Yann LeCun, lauréat du Prix ​​Turingconsidéré comme l'un des pères de l'intelligence artificielle moderne, envisage de quitter Meta pour créer sa propre entreprise. Selon des sources proches de l'entreprise, le chercheur franco-américain aurait déjà entamé les premiers contacts pour lever des fonds pour la nouvelle start-up. Ni LeCun ni Meta n'ont fait de commentaires officiels.

Sa sortie représente un moment clé pour le groupe Menlo Park, engagé dans une profonde transformation pour rattraper ses concurrents comme OpenAI, Google et Anthropic.


Zuckerberg change de cap sur l'intelligence artificielle

Mark Zuckerberg a décidé de réorienter la stratégie d'IA de Meta, en déplaçant l'attention des travaux de recherche à long terme du Fundamental AI Research Lab (FAIR), dirigé par LeCun depuis 2013, vers une approche plus pragmatique et commerciale.

Au cours de l'été, le fondateur de Meta a embauché Alexandr Wang, 28 ans, fondateur de la start-up Scale AI, en lui versant 14,3 milliards de dollars pour diriger la nouvelle équipe de « superintelligence » et acquérir 49 % du capital de son entreprise.

En parallèle, Zuckerberg a créé le TBD Lab, un groupe d'élite trié sur le volet pour développer la prochaine génération de grands modèles de langage, offrant aux meilleurs talents d'OpenAI et de Google des packages salariaux de 100 millions de dollars.


Les tensions entre les différentes visions de l’IA

Avec la nouvelle réorganisation, LeCun a commencé à rendre compte directement à Wang, marquant un changement de hiérarchie qui met en évidence les tensions entre deux visions opposées de l'intelligence artificielle.

Zuckerberg mise sur les grands modèles de langage (LLM) comme Llama, bien que la sortie de Llama 4 soit jugée inférieure à celle de ses concurrents. LeCun, au contraire, soutient depuis longtemps que de tels modèles sont « utiles », mais incapables de « raisonner et planifier comme les êtres humains ».

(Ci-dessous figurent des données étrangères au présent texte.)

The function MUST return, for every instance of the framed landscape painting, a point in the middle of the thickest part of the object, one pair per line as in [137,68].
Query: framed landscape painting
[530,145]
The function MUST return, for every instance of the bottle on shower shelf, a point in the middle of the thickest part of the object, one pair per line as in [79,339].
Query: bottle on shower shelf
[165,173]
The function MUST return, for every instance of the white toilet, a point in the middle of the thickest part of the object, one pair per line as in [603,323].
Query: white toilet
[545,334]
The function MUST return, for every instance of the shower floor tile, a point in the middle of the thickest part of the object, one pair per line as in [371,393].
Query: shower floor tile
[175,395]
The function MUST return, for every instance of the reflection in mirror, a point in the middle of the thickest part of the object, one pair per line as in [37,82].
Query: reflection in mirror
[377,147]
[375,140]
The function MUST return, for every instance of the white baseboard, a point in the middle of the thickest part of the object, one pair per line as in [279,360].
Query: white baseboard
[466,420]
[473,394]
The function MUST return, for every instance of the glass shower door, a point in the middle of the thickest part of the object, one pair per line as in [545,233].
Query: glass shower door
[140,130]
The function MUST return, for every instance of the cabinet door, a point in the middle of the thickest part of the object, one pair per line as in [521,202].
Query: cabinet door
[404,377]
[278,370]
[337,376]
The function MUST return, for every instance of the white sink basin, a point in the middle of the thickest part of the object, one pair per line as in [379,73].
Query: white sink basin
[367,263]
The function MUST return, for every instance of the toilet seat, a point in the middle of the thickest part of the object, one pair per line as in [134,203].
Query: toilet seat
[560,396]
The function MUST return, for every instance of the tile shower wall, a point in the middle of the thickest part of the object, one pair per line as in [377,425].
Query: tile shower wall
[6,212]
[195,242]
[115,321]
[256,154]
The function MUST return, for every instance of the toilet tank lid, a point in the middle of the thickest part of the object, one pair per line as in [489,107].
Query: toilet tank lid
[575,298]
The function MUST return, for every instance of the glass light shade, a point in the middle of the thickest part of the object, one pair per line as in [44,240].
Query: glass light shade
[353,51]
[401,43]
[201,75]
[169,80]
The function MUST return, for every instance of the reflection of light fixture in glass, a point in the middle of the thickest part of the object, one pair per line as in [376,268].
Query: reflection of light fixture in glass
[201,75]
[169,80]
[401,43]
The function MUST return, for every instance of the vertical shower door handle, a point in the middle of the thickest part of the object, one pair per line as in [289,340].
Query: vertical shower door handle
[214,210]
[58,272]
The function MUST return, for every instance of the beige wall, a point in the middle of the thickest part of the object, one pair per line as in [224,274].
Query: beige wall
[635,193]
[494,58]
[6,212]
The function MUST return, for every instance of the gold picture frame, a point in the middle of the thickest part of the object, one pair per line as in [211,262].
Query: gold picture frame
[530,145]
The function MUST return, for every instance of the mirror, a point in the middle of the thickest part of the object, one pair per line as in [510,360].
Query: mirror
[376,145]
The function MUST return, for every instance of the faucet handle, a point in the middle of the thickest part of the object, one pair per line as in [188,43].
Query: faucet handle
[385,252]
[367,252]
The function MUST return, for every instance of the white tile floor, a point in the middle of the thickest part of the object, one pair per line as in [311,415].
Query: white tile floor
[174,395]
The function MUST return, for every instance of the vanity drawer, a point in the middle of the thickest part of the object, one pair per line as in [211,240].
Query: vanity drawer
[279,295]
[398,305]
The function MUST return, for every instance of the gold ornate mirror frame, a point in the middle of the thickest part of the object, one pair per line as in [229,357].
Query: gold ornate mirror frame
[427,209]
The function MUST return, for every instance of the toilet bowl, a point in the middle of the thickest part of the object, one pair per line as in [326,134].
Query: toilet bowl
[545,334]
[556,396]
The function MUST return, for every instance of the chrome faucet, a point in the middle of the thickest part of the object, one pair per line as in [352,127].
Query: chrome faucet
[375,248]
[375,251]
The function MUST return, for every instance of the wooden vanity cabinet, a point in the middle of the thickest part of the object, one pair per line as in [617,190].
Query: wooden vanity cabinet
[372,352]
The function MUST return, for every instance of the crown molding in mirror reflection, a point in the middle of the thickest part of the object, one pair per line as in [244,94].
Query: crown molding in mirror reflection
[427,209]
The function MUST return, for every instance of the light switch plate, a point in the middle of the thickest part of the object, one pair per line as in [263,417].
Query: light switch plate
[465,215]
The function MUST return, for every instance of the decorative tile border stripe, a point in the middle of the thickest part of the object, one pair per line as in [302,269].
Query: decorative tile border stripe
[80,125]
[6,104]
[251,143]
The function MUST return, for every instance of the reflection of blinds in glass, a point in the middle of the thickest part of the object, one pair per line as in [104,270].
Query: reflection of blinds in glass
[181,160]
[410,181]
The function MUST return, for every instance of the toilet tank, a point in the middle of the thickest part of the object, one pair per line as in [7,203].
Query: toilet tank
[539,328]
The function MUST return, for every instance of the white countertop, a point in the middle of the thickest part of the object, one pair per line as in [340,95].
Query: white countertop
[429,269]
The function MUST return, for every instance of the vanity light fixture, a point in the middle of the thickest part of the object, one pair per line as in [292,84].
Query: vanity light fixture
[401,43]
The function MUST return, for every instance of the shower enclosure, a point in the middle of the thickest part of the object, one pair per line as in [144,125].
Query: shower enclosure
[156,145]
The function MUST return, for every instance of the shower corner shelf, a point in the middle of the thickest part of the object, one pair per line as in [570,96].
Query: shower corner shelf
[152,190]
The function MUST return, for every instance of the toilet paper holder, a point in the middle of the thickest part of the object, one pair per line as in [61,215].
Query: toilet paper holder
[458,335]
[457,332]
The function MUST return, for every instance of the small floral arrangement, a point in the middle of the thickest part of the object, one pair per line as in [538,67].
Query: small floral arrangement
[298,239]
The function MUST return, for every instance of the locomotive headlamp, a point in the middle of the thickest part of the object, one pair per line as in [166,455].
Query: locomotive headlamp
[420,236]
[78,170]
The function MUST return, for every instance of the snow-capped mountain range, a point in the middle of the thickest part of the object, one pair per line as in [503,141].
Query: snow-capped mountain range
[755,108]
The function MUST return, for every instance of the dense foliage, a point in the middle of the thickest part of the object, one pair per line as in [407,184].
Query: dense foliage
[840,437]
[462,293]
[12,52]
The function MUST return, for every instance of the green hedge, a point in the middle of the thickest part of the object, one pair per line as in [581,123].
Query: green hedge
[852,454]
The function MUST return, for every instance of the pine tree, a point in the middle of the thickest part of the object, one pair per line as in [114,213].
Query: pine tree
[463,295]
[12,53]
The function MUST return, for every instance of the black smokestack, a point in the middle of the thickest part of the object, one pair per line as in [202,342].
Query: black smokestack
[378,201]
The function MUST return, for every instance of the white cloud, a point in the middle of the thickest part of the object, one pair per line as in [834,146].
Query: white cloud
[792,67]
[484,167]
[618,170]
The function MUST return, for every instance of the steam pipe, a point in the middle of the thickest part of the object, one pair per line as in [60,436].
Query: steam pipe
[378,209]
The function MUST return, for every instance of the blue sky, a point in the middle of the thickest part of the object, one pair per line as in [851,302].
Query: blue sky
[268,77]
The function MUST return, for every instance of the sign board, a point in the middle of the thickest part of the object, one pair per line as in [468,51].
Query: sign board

Le rêve des « modèles du monde »

Au sein de FAIR, LeCun a travaillé sur un paradigme alternatif : les soi-disant « modèles du monde », des systèmes conçus pour comprendre le monde physique en apprenant de la vidéo et des données spatiales, plutôt que simplement du langage. Ces modèles visent à construire des machines capables d’une « intelligence au niveau humain ».

Selon des sources proches du projet, la nouvelle start-up de LeCun se concentrera sur le développement de telles architectures, dont la mise en œuvre complète, selon le chercheur, pourrait prendre encore une décennie.


Pression de Wall Street et fuite des talents

Zuckerberg subit une pression croissante de la part de Wall Street pour prouver que l'énorme investissement de Meta dans l'IA générera de réels profits. Après avoir annoncé de nouvelles dépenses qui pourraient dépasser 100 milliards de dollars en 2026, l'action Meta a plongé de 12,6 %, effaçant environ 240 milliards de dollars de capitalisation.

Le départ de LeCun s'ajoute à une série de départs notables et de réorganisations internes. La vice-présidente de la recherche en IA, Joelle Pineau, a rejoint la start-up canadienne Cohere en mai, tandis que Meta a licencié environ 600 employés de son département de recherche le mois dernier.

Zuckerberg, quant à lui, a recruté de nouveaux leaders de l'IA avec des salaires de plusieurs millions de dollars : parmi eux Shengjia Zhao, co-créateur de ChatGPT, nommé scientifique en chef du Superintelligence Lab de Meta.